Radical Loyalty’s only asset at the moment is a 1200
m2 plot of land 80Km south of the Estonian capital Tallinn, purchased
for the princely sum of £600. Estonia has been strategically chosen
as a country, poised on the verge of joining the European Union, awaiting
the influx of global capitalism. Rather than build corporate headquarters,
however, Evans intends to turn this into a sculpture park – with
all its regenerative connotations – where he will design each sculpture
in close consultation with the individuals (rather than the companies
they represent) on the board. Early examples include Will Davie (from
oil giant Schlumberger) and his proposal for a large score that reads
9-0, with the nine in wood (a humane material, symbolising the essential
good of those who triumph through efficiency), the zero in stone (luddite
and inflexible) and the versus in a transparent material to denote, well,
transparency. Kari Vaiha from Nordic telecom giant Sonera has requested
a sculpture of a giant rat and cockroach, a metaphor for the power to
adapt in order to sustain oneself as these creatures are notoriously resilient
in the event of nuclear holocaust.
Rebecca Gordon Nesbitt
Can I ask you about the spirit in which the board members are
being recruited for Radical Loyalty. You have said that they are fully
informed about the project but isn’t there a sense that they are
being mocked slightly, through their willingness to participate in some
kind of overt power-sharing exercise, the often scary aspirations which
come across in the sculptures they envisage and through their understanding
of art?
Chris Evans
There has to be a spirit of open-ness with Radical Loyalty. Each board
member to date is fully aware of the other participants involved and is
suggesting other potential members. What might appear like a scary aspiration
to some would appear progressively aspirational to others.
RGN
You have said that Radical Loyalty ‘projects the image of what it
stands for’ which means that it is a company set up with the sole
aim of making a sculpture park that embodies the wishes of certain corporate
individuals on the board. Could this be viewed cynically in the context
of public image manipulation and spin doctoring that is manifest in corporate
and government thinking?
CE
I am deliberately avoiding going through the press and marketing departments
of companies to avoid their 'spin'. Conversations with the board members
go beyond generic corporate language and promotion of each person's respective
companies. Working under the precept that creativity isn't the monopoly
of artists, we discuss personal motivation and beliefs and develop ideas
and concerns into visual form.

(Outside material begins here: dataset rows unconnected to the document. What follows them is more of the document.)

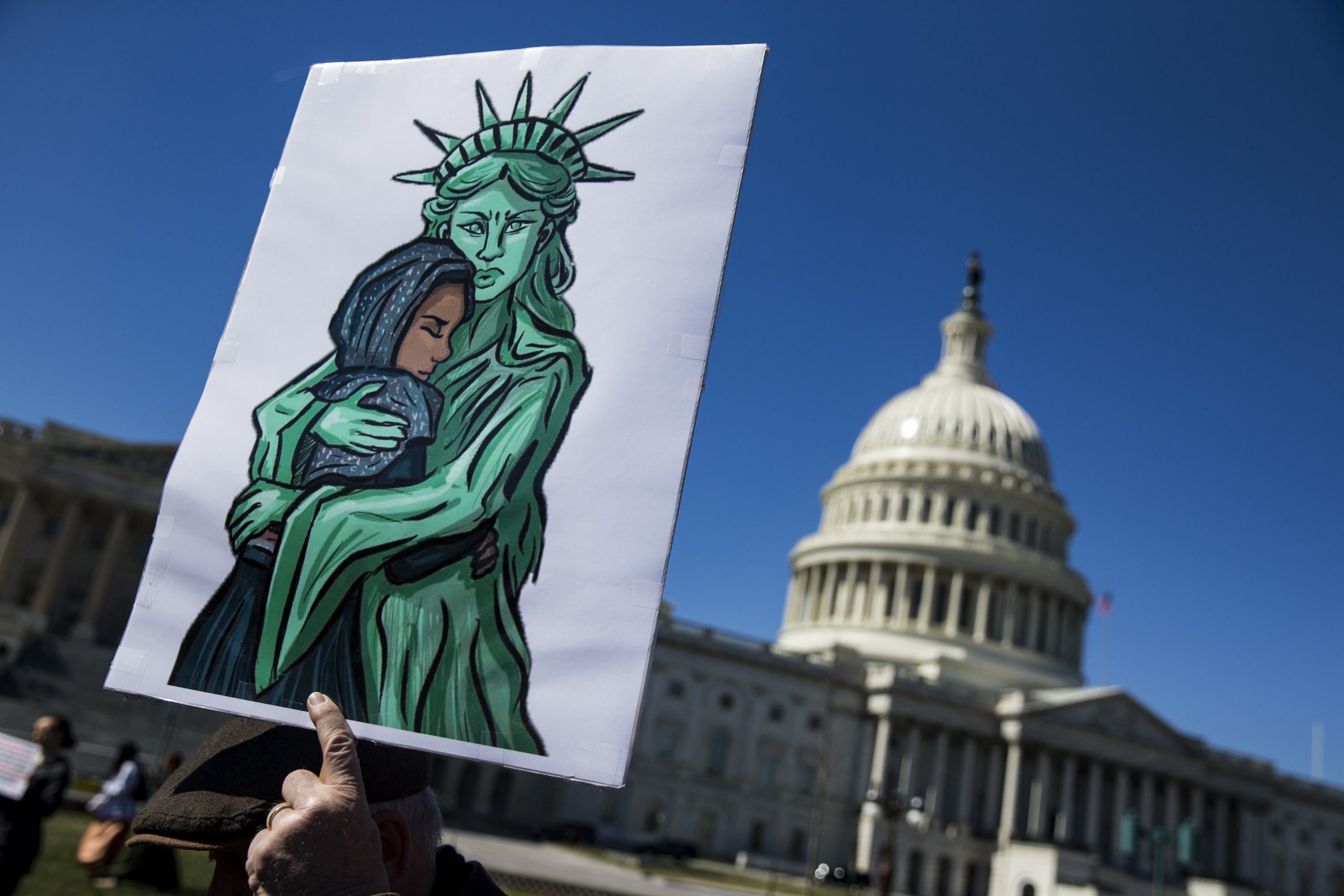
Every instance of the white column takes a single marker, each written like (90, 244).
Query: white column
(1249, 841)
(1039, 804)
(1197, 814)
(1221, 840)
(1146, 818)
(968, 784)
(871, 809)
(1034, 640)
(812, 602)
(1094, 805)
(1010, 610)
(791, 605)
(900, 609)
(878, 585)
(926, 598)
(1051, 624)
(14, 536)
(994, 786)
(1012, 771)
(112, 551)
(54, 573)
(933, 797)
(910, 762)
(1121, 806)
(983, 607)
(844, 589)
(828, 587)
(1065, 818)
(959, 581)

How this reflects back on the companies
is secondary and it's currently very doubtful whether it would be anything
approaching spin.
RGN
Could you talk a bit about the way you are choosing to mediate this project
in an artistic context – through dramatisations, paintings and maquettes
– rather than perhaps letting the company and sculpture park simply
exist in itself.
CE
I'm thinking here about a duality of audience, people that will pass Radical
Loyalty on their way to the town's shops every day of the year, and alongside
this an expanded audience that can mentally envisage Radical Loyalty,
through the initial hypothetical realisation. The paintings and maquettes
are also vital in the process of visualising the ideas in order to work
first with the board members and then with a collective of Estonian artists
in producing the park. The dramatisations involve setting up meetings
with people peripheral to the project. The discussions are then given
fictitious settings with invented characters. The plan is to expand the
context, a vehicle for talking about, for example, the literal burying
of Estonian public art to protect it from the incoming Russians in the
'40s. This is part of the geographic and historic context of Radical Loyalty
yet I want to separate things out or slow things down so that the sculptures
can, perhaps in contradiction to the context, aspire to Robert Morris's
notion of the object as 'autonomous and indifferent'.
RGN
The precursor to Radical Loyalty was the Gemini Sculpture Park, a modest
proposal for a small industrial estate in Leeds. Do you see a big shift
in the attitudes of the global players who are on the board of Radical
Loyalty?
CE
Absolutely. Modesty flies out the office window. Where the directors of
the small companies on Gemini Business Park are very conscious of their
modest positions, the board of Radical Loyalty want to steer the direction
of planet Earth.
RGN
In recent years, there seems to have been a shift in artistic practice
away from institutional critique, towards corporate commentary, with approaches
ranging from critique to celebration. Where do you situate yourself as
an artist dealing with the corporate world?
CE
In a broad sense I am interested in the social relationships inherent
in the production and purchase of artwork which informs meaning and how
it is impossible to separate artworks from the social and political context
in which it exists. A previous project - the UK Arts Board Agency - was
set up in relationship to the governing ideology of state arts funding.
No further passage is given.